Based on priorities assigned to each service it was demonstrated that the concept of dynamic prioritization is able to resolve conflicts between services. This was demonstrated based on the investigation of the behavior of a specific BESS applying the concept of dynamic prioritization during the occurrence of a short-circuit. A suitable assignment of priorities was suggested, which allows an appropriate handling of this conflict.

Besides the benefits of handling abnormal grid conditions, the investigations in this paper also proved the beneficial use of the concept of dynamic prioritization during normal grid conditions. Compared to static approaches of allocating virtual BESS for each service, the concept of dynamic prioritization holds potential for a better utilization of resources during operation at normal grid conditions. The concept of dynamic prioritization allows several services to use shared resources instead of a predefined allocation of resources. This was demonstrated based on applications such as the simultaneous provision of frequency reserves and the utilization of remaining resources of FCR by providing voltage support. Both applications showed an improved utilization of resources when using the concept of dynamic prioritization compared to static approaches. A long-time simulation of the latter application further demonstrated the potential of dynamic prioritization in order to fully exhaust the resources at any time and validated the feasibility of the concept to be considered during an operational planning phase of a multi-use operation. Assuming each of the services assigned to the functions to generate revenues, dynamic prioritization therefore may lead to higher revenues compared to static approaches.

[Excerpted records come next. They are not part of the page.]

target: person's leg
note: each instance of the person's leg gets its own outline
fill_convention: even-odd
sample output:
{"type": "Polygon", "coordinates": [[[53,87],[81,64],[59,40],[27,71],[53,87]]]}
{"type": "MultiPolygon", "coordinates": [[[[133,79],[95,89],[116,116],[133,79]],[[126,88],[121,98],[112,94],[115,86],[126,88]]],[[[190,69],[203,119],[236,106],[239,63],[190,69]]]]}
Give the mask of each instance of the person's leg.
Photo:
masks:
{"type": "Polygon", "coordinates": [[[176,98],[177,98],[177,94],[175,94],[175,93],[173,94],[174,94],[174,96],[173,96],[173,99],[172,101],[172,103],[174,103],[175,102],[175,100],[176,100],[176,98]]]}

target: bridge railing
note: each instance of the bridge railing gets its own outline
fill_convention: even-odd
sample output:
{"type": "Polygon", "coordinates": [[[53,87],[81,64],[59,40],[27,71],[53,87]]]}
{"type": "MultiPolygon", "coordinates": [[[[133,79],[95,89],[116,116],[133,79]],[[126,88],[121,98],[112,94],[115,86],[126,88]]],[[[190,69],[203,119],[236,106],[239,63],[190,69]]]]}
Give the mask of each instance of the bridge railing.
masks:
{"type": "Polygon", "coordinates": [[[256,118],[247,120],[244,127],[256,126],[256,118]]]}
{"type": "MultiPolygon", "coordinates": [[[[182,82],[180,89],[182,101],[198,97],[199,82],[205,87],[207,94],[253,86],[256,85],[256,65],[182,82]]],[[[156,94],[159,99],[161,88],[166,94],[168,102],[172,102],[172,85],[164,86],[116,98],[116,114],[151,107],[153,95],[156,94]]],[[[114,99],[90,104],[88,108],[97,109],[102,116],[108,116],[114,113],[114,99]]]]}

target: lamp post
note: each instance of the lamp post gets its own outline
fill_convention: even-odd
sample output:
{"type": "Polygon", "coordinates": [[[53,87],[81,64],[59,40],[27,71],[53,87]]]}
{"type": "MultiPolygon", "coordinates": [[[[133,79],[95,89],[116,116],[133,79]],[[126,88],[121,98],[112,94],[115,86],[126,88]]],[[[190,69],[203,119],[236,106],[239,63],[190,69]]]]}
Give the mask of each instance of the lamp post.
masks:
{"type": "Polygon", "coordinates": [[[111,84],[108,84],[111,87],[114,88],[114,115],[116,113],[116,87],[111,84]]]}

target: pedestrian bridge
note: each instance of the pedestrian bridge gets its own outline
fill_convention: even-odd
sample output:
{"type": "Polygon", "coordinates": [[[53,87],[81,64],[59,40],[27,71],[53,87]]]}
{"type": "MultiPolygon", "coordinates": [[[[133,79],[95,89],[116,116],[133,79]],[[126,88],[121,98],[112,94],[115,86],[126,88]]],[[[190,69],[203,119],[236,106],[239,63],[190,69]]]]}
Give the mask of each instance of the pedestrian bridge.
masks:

The concept of dynamic prioritization in this paper was investigated for selected services and applications only. Future research goals therefore include the consideration of other services, the investigation of further applications and an integration of the concept of dynamic prioritization during the operational planning phase of a multi-use operation. Furthermore, future research goals comprise the consideration of key performance indicators, such as battery aging, during long-time simulation in order to be able to compare these indicators for different combinations of services.